El hombre lanzó una carcajada y se abalanzó sobre él con un cuchillo en la mano. Jed gritó, cubriéndose la cara con los brazos.

Despertó sobresaltado, con la respiración agitada, la boca seca. Encendió la luz para recorrer la vista por la habitación en busca de algún intruso.

—Fue un sueño. Una maldita pesadilla.

Fue al baño, bebió agua del grifo, se mojó la cara y vio su rostro en el espejo.

—No te ves bien —le dijo a su reflejo, a su rostro demacrado y con enormes ojeras debajo de los ojos negros.

Su cabello castaño estaba alborotado; por más que trató de peinarlo se dio cuenta que no tenía arreglo. Su cuerpo, alguna vez fornido, ahora parecía consumido. Tenía los brazos delgados como palillos, las costillas que se le notaban a través de la piel como si fuera un esqueleto. Jed era un hombre apuesto o, por lo menos, lo había sido.

Notó que la pared detrás de él tenía una sombra de humedad donde ya no quedaban cerámicos. Se volvió hacia la horrible mancha, de la que goteaba una especie de agua turbia y espesa. La mancha parecía tener vida propia, como si respirara y emitiera el suave sonido de un latido.
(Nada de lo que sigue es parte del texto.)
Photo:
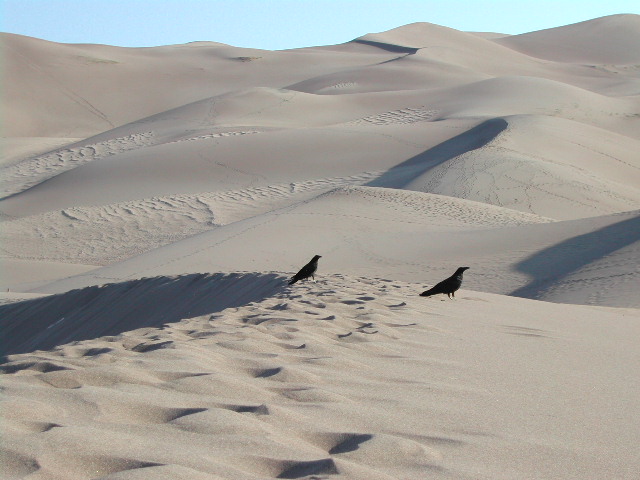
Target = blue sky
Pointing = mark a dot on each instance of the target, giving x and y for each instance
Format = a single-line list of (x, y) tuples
[(280, 24)]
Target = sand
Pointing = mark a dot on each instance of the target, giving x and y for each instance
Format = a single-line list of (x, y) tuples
[(155, 201)]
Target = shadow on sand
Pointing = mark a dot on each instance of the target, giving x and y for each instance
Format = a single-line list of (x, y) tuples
[(404, 173), (550, 265), (110, 309)]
Algo lo atraía hacia ella. Sin pensar, se acercó lentamente. Estiró la mano. Cuando la tocó un ruido gutural escapó de la mancha, como el quejido de un animal moribundo. Jed intentó separar la mano de la pared, pero no pudo, se había quedado pegada. La inmundicia comenzó a extenderse por los costados de la pared hasta que el piso, el techo y todo el baño se convirtieron en una cavidad de humedad putrefacta.

Jed quiso gritar, pero la voz no le salió, entonces algo tiró de él con fuerza hasta hundirlo en las sombras.

Afuera, en la acera de enfrente, un hombre ciego esbozó una sonrisa y se perdió entre el tumulto de autos y gente que abarrotaba la noche.